Ban Smoking on Airplanes?
Doctor and lawyer Lee S. Glass not long ago discussed this controversial topic in an article in Newsweek.
He reported: “When I spoke to a maintenance supervisor about smoking, I was told that it is quite costly for airlines. All those pounds of tobacco that change into ounces of ash don’t just disappear. After depositing a quantity of their carcinogens into each smoker’s lungs, they go out through the ventilation system, causing the mechanical equivalent of atherosclerosis in the process. That smoke gums up metal tubing just as it gums up the smokers’ arteries, and plenty has to be spent to restore the systems to good health.” Then why do airlines tolerate this needless expense, when banning smoking would save them much time and money? “The reason airlines tolerate the cost,” Glass declares, “is that the revenues generated by ticket sales to smokers exceed the amount that would be saved by banning smoking.”

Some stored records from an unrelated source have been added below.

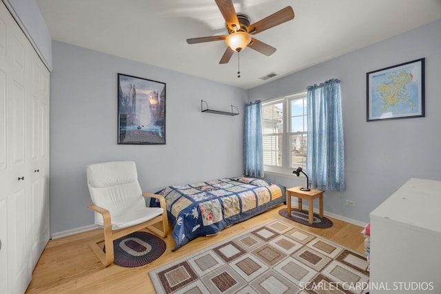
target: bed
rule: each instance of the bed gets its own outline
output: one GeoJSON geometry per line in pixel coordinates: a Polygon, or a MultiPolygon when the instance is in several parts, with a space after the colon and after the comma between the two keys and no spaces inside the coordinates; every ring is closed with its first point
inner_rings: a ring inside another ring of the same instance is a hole
{"type": "Polygon", "coordinates": [[[165,198],[176,242],[174,251],[199,236],[218,233],[286,201],[280,185],[248,177],[170,186],[156,193],[165,198]]]}

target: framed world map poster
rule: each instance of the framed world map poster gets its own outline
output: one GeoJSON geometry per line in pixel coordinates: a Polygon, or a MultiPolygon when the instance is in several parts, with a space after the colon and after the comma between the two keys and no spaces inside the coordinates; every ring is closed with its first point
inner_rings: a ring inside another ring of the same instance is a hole
{"type": "Polygon", "coordinates": [[[367,120],[425,116],[424,59],[366,74],[367,120]]]}

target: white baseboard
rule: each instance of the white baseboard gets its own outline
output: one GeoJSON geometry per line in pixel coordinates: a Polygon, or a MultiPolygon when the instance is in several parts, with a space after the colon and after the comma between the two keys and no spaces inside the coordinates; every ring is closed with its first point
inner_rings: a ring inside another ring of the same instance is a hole
{"type": "MultiPolygon", "coordinates": [[[[296,204],[294,201],[293,201],[291,204],[296,205],[296,207],[298,207],[298,204],[296,204]]],[[[309,208],[309,207],[308,205],[302,205],[302,210],[308,210],[309,208]]],[[[320,213],[320,210],[316,208],[314,209],[314,213],[320,213]]],[[[362,227],[363,228],[367,224],[367,222],[360,222],[360,220],[353,220],[352,218],[347,218],[346,216],[340,216],[327,211],[323,211],[323,214],[330,216],[331,218],[336,218],[337,220],[342,220],[343,222],[349,222],[349,224],[355,224],[356,226],[362,227]]]]}
{"type": "Polygon", "coordinates": [[[52,233],[51,239],[58,239],[59,238],[65,237],[78,233],[83,233],[98,228],[99,228],[99,227],[98,227],[96,224],[90,224],[88,226],[81,227],[79,228],[71,229],[70,230],[62,231],[61,232],[52,233]]]}
{"type": "MultiPolygon", "coordinates": [[[[302,207],[304,209],[307,209],[307,205],[303,205],[302,207]]],[[[314,209],[314,213],[318,213],[318,209],[314,209]]],[[[336,213],[332,213],[329,211],[324,211],[324,213],[326,216],[330,216],[331,218],[336,218],[337,220],[342,220],[343,222],[349,222],[349,224],[355,224],[356,226],[360,226],[365,227],[367,224],[366,222],[360,222],[359,220],[353,220],[352,218],[347,218],[345,216],[339,216],[336,213]]],[[[57,239],[59,238],[65,237],[70,235],[76,234],[78,233],[83,233],[90,230],[94,230],[95,229],[98,229],[98,227],[96,224],[90,224],[88,226],[81,227],[79,228],[71,229],[70,230],[63,231],[61,232],[53,233],[52,235],[51,239],[57,239]]]]}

Glass does not buy this argument. He reasons that in the long run, the small losses would be regained by the support given by nonsmokers and “every antismoking organization from Savannah to San Francisco.” Eventually, airlines “would have the smokers, who would not be smoking, because there would not be smoking seats available. They would have significantly decreased maintenance costs because their ventilators would be free from smoke residues. They would have taken a significant step toward improving national health and might have indirectly helped a few folks stop smoking.”